How would we solve $x+4=0$? Well, we need to introduce a new class of numbers, the negatives. So we say $x=-4$.

How would we solve $x^2-2=0?$ Well, certainly no rational number will do the job, so we need to introduce the irrational number $\sqrt{2}$. Then we can say $x=\pm\sqrt{2}$.

Now, how would we solve $x^2+1=0$? Certainly no real number will do the trick, so we introduce complex numbers. Then we have $x=\pm i$.

We introduce new number systems because they are convenient and interesting. Just as fleablood said in the comments, what are numbers? This is something I leave you to ponder on your own.

Answer 3

I think it is common for students to find the complex numbers $\mathbb C$ to be strange when in reality they are entirely consistent with the lower rungs on the "ladder of numbers", as it were. Below is my impression of the construction of various number systems as described in chapter 1 of Analysis I by Amann and Escher.

(One of the key ideas here is each extension of our "number system" allows us to do things (such as solving certain equations) that we couldn't do previously, and each extension contains the previous system within it such that the previous system continues to function the way it did before.)

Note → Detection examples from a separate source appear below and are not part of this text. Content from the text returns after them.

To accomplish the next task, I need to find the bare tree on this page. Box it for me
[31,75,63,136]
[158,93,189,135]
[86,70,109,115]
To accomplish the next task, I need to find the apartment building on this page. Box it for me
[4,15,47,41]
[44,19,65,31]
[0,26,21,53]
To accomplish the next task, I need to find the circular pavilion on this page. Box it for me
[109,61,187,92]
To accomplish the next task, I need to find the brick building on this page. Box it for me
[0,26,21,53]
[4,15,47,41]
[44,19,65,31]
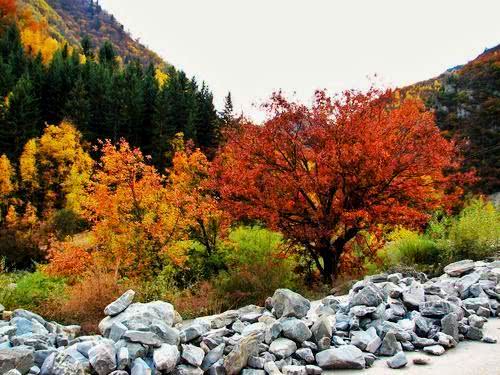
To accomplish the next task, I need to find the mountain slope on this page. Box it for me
[17,0,165,65]
[401,45,500,193]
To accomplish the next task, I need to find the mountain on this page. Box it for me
[401,45,500,193]
[17,0,166,65]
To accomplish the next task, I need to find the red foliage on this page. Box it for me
[214,90,468,279]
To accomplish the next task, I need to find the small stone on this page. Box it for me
[269,337,297,359]
[181,345,205,367]
[481,336,497,344]
[89,343,116,375]
[444,259,474,277]
[273,289,311,319]
[104,290,135,316]
[153,344,180,373]
[316,345,366,369]
[413,357,431,366]
[424,345,444,356]
[387,352,408,368]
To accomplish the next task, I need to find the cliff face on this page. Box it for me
[17,0,166,65]
[401,45,500,193]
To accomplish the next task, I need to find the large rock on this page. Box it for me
[89,342,116,375]
[419,300,454,318]
[444,259,474,277]
[224,333,262,375]
[350,282,384,307]
[99,301,176,337]
[273,289,311,319]
[153,344,180,373]
[181,345,205,367]
[0,348,35,374]
[281,318,312,342]
[316,345,366,370]
[123,330,162,348]
[269,337,297,358]
[104,290,135,316]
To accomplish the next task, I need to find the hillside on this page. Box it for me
[17,0,165,65]
[402,45,500,193]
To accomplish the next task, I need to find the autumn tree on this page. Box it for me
[81,140,190,276]
[215,90,459,281]
[20,122,93,213]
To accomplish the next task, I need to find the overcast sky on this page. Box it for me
[100,0,500,119]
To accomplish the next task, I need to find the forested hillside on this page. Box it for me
[17,0,165,65]
[402,45,500,193]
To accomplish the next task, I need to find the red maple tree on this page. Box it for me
[214,89,461,281]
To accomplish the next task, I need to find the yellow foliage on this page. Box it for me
[0,155,14,198]
[155,68,168,88]
[21,28,59,64]
[19,139,39,191]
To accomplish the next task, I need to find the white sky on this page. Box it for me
[100,0,500,119]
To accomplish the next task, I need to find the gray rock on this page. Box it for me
[174,365,203,375]
[201,343,225,371]
[179,323,208,343]
[350,282,383,308]
[465,327,483,341]
[402,282,425,309]
[181,345,205,367]
[264,361,281,375]
[351,327,382,353]
[99,301,177,337]
[441,313,459,342]
[295,348,314,363]
[104,290,135,316]
[281,365,307,375]
[280,318,312,343]
[311,316,333,342]
[130,358,153,375]
[89,342,116,375]
[444,260,474,277]
[413,357,431,366]
[419,300,454,318]
[316,345,366,370]
[0,348,35,374]
[224,334,261,375]
[273,289,311,319]
[424,345,444,356]
[306,365,323,375]
[123,330,162,348]
[116,346,130,370]
[387,352,408,368]
[269,337,297,358]
[153,344,180,373]
[378,331,403,357]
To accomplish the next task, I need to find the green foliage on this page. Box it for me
[365,198,500,273]
[0,270,65,311]
[438,198,500,261]
[213,227,298,308]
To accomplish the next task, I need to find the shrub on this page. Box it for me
[438,198,500,262]
[209,226,297,308]
[0,270,65,311]
[41,269,127,333]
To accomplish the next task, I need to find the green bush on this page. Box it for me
[365,198,500,274]
[438,198,500,262]
[0,270,66,311]
[213,226,298,308]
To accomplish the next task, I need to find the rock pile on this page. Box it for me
[0,260,500,375]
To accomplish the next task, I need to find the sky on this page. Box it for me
[99,0,500,121]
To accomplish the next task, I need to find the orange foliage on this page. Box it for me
[214,90,468,280]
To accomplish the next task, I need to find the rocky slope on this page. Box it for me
[401,45,500,193]
[17,0,166,65]
[0,260,500,375]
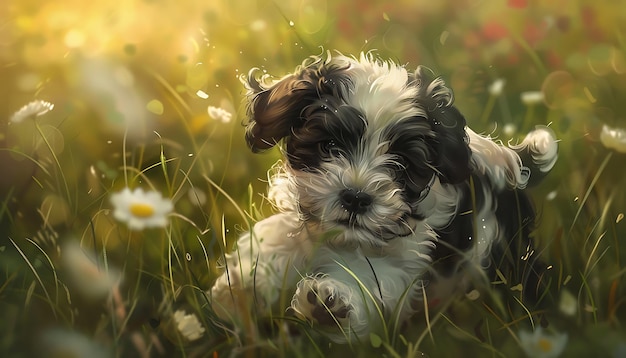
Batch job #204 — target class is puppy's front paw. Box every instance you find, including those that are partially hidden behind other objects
[291,276,354,327]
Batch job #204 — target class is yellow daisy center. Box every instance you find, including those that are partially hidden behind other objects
[130,203,154,218]
[537,339,552,352]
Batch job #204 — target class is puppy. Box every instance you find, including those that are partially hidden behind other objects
[210,53,557,342]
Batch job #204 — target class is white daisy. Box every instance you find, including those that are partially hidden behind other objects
[207,106,233,123]
[111,188,174,230]
[11,100,54,123]
[487,78,506,97]
[174,310,204,341]
[600,124,626,153]
[559,289,578,317]
[520,91,544,106]
[519,327,567,358]
[61,242,121,300]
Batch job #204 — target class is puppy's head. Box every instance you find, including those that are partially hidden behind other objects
[244,54,470,245]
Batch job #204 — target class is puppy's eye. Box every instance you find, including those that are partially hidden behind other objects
[319,139,340,156]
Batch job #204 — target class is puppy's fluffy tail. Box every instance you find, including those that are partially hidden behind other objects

1. First assume that we are comfortable with basic set theory, functions, relations and operations. There are axioms called the Peano Axioms that we can use to build the natural numbers $\mathbb N = \{ 0, 1, 2, \dots \}$. Addition and multiplication work the way you expect.
2. We embed $\mathbb N$ into the so-called ring of integers $\mathbb Z$. This allows us to consider arbitrary differences $m - n$, which we couldn't do with $\mathbb N$ alone. (This is already a big leap in abstraction. If, 2000 years ago, I had asked you how many oranges I would have if I had three and gave you five, you would probably look at me like I was insane.)
3. We embed $\mathbb Z$ as a subring in the field of rationals $\mathbb Q$, which allows us to solve equations such as $2x = 1$. The natural numbers and integers continue to work normally within this larger structure $\mathbb Q$.
4. We notice that the equation $x^2 = a$ is in general not solvable in $\mathbb Q$, so once again we need to build a new structure containing what we've created so far. This is called the extension field $\mathbb R$ of $\mathbb Q$ and it allows us to solve equations like $x^2 = 2$. This is the "number line" that you've probably internalized so deeply that you're not even aware of the all the work that is required to rigorously define what it is.
5. We run into yet another obstacle, which is that the equation $x^2 = -1$ has no solution in $\mathbb R$. Notice that wanting to extend our number system in this case is entirely consistent with what we've done up to this point. Wanting to solve $x^2 = -1$ is no weirder than wanting to solve $3 - 5 = y$. We create an extension field $\mathbb C$ of $\mathbb R$ that allows us to solve $x^2 = -1$, and $\mathbb C$ is a big enough system to solve all algebraic equations.

On this ladder of numbers there are two more rungs: the quaternions and octonions. They are above my pay grade so I'm not even going to try to explain what they are. It is my understanding that nobody really understands how to use the octonions, for instance.